It is definitely scary clown season.

News

ClownWatch™: IBM Reports Negative CAPEX

IBM shatters the zero lower bound to retain their crown as the clowniest CAPEX clown of all time. We all implicitly assume that IBM, on their long CAPEX descent towards zero, can’t actually spend less than zero. But IBM annihilates this assumption by reporting negative $55 million CAPEX spend for Q3. That number of course was part of the usual financial engineering games, but kudos to the champ for showing us they have infinite room to hold off any challengers to their clown crown.

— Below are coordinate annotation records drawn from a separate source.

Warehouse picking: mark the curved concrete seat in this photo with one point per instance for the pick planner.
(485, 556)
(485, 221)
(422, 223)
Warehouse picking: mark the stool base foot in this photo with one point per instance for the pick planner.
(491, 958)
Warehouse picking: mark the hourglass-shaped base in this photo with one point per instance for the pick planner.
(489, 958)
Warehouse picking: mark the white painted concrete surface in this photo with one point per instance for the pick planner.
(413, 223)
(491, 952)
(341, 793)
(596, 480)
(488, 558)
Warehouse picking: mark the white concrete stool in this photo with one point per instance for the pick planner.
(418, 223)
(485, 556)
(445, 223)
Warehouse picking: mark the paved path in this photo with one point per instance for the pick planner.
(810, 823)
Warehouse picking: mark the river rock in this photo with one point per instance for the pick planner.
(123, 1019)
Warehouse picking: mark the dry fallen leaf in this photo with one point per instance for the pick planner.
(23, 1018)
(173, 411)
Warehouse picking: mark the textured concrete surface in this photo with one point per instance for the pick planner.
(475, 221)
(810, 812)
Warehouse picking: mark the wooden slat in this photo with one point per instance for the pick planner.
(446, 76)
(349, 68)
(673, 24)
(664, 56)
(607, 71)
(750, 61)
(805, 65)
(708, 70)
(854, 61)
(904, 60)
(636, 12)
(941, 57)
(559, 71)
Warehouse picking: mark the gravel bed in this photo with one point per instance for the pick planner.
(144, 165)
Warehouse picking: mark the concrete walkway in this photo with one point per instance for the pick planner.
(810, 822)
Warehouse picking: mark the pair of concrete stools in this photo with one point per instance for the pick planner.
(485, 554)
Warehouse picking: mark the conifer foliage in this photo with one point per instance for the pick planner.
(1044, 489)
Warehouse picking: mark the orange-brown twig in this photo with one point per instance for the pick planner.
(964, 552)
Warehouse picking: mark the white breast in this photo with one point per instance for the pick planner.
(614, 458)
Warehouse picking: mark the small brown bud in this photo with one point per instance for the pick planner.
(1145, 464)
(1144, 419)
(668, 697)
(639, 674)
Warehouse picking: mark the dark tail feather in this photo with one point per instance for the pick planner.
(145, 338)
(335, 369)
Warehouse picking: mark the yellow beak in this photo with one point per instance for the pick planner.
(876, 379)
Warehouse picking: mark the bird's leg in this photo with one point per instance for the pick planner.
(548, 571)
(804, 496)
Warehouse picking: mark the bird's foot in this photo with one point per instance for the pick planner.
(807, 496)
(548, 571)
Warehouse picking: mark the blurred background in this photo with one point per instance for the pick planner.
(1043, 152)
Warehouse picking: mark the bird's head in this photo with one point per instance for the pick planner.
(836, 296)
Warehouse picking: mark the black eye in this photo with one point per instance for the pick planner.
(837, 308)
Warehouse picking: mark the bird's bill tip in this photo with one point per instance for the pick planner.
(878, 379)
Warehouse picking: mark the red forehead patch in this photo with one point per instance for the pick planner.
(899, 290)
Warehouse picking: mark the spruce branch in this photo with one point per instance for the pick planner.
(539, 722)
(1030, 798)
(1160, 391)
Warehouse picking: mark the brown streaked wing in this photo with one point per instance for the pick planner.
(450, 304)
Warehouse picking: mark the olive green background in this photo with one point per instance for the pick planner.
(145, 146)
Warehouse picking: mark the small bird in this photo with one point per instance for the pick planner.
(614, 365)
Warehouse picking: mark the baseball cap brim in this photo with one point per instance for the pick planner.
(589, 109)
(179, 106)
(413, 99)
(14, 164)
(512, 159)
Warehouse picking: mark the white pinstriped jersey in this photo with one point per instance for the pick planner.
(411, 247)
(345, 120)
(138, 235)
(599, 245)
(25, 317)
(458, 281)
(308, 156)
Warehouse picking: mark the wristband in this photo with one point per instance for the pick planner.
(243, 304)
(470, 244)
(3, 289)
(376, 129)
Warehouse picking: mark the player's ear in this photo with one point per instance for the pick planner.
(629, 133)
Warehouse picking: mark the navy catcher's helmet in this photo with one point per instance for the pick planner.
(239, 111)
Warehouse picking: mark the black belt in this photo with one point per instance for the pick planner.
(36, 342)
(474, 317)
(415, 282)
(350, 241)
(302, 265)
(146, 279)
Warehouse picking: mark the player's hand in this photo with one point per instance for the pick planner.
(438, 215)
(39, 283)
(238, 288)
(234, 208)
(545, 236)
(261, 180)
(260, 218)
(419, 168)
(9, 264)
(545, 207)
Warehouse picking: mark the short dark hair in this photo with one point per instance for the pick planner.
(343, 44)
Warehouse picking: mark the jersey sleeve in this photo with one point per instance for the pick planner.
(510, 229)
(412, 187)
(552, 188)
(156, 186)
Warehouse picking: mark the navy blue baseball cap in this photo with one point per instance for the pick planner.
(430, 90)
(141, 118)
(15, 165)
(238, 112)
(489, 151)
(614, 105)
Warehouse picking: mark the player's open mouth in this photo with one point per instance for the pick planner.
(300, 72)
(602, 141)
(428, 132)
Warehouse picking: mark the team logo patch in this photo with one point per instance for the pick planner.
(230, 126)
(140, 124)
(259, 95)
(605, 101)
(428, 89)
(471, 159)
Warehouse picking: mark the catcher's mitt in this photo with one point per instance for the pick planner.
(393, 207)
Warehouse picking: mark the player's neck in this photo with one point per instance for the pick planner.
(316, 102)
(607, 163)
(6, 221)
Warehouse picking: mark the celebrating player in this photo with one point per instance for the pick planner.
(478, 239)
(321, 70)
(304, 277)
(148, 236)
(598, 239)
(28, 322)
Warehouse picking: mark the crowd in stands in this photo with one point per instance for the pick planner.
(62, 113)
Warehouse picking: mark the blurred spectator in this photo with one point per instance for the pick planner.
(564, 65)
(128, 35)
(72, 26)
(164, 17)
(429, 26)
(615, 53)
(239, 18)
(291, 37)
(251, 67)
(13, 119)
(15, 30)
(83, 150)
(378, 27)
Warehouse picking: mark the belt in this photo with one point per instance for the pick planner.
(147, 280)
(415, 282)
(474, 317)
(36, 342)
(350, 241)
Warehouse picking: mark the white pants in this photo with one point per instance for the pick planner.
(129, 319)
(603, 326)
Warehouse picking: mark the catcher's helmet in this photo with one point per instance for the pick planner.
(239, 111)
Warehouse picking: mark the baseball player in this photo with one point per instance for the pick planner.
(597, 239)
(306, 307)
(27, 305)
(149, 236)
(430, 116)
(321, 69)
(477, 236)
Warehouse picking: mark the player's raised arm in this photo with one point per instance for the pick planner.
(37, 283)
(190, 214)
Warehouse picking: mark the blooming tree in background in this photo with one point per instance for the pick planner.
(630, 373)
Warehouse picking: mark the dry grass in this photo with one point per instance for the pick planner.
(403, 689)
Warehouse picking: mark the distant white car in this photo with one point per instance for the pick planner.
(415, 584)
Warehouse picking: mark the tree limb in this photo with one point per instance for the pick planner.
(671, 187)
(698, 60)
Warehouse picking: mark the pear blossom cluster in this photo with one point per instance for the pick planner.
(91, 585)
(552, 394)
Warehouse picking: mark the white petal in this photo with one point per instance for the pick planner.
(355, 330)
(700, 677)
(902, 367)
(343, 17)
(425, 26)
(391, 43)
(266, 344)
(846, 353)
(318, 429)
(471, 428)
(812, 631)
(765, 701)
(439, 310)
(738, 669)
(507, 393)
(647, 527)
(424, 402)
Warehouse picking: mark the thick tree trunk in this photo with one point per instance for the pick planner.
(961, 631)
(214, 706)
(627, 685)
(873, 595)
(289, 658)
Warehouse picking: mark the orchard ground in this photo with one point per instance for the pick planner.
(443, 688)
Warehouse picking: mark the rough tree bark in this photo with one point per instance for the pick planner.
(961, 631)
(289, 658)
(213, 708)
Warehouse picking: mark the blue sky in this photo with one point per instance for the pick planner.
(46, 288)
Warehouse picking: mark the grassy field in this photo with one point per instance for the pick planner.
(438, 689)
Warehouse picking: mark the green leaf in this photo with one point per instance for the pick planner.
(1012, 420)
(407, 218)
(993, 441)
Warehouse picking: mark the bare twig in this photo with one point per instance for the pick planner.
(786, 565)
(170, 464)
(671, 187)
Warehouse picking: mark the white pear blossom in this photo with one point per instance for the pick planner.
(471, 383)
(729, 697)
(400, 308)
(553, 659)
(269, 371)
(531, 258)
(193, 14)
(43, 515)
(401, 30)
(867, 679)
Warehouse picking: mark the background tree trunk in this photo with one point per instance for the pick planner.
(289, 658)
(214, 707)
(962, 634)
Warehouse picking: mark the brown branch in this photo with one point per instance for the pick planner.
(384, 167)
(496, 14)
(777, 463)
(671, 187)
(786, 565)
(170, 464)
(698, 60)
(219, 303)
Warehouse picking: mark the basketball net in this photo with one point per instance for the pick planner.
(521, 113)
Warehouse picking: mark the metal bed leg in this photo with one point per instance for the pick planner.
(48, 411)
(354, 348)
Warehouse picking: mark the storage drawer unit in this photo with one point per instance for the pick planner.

Tough quarter on the IBM narrative front:

  • “IBM is returning to growth” – 1% growth doesn’t even keep up with inflation, much less the industry. Probably why they leaned so hard into the 2% constant currency growth number 😂
  • “IBM consulting momentum” – this was the story behind IBM’s modest stock run-up of the last quarter. Consulting was flat and “a pause in discretionary spending is impacting our consulting business”.
  • “IBM, something, something, AI” – the CEO brazenly tells us “We continue to see great momentum in AI…” while having to acknowledge that the “pause in discretionary spending” is spelled AI. And, of course, their rounding error CAPEX.

Actual clouds report next week.

Dealing With Data Center Delays

Even Business Insider has discovered that it takes years to permit, build, connect, power and populate hyperscale cloud data centers.

About the only party that hasn’t figured this out is Oracle. (Amazon is amongst the best at building data centers).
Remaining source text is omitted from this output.